Analgesic and neuropsychological effects of Echinacea N-alkylamides
Echinacea purpurea and E. angustifolia preparations are widely used to treat symptoms of upper respiratory infections, such as those occuring during common cold. The lipophilic N-alkylamides potently activate the human cannabinoid CB2 receptor and lead to anti-inflammatory effects [1,2]. Since the CB2 receptor is also expressed in the CNS, we have investigated the effects of inhaled Echinacea N-alkylamides in a human pilot study using a placebo-controlled randomized crossover design. Results from neuropsychological AVLT and CANTAB test batteries show that the inhaled N-alkylamides decrease reaction time and motor coordination. Animal studies of the major Echinacea N-alkylamide dodeca-2E,4E-dienoic acid isobutylamide (A2) (10mg/Kg i.p.) reveal that this compound is centrally active and results in reduced motility, catalepsy, and significant analgesia. Since the analgesic effects were independent of the CB2 receptor we tested other potential targets relevant to pain. Intriguingly, A2 was found to interfere with voltage-gated sodium channels with a selectivity towards Nav1.8. At 1µM, A2 shifts the steadystate activation gating kinetics significantly to more positive potentials. Given the physiological voltage range in which Nav1.8 is active, this means that such a shift equals an apparent block of Na current in the range of -40 to approx. 0 or +10 mV.
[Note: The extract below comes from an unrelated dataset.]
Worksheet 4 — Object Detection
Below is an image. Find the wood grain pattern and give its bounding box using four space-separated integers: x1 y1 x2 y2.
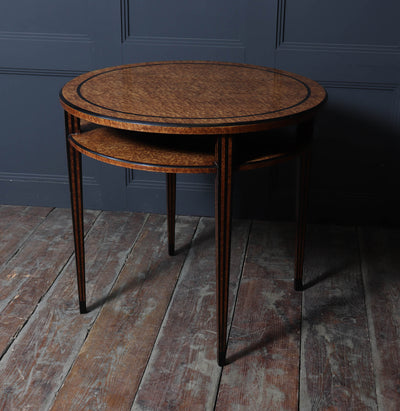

These results provide the first evidence of the analgesic effects exerted by Echinacea N-alkylamides and clearly indicate that A2 modulates neurophysiological processes. Moreover, in addition to the CB2 receptor we show for the first time that the voltage-gated sodium channels are a pharmacological target of Echinacea N-alkylamides.
References: 1. Gertsch, J. (2008). Immunomodulatory Lipids in Plants: Plant Fatty Acid Amides and the Human Endocannabinoid System. Planta Medica, Feb 14, ahead of print. 2. Raduner, S. et al. (2006) Alkylamides from Echinacea are a new class of cannabinomimetics. Cannabinoid type 2 receptor-dependent and -independent immunomodulatory effects. J. Biol. Chem. 281:14192–206.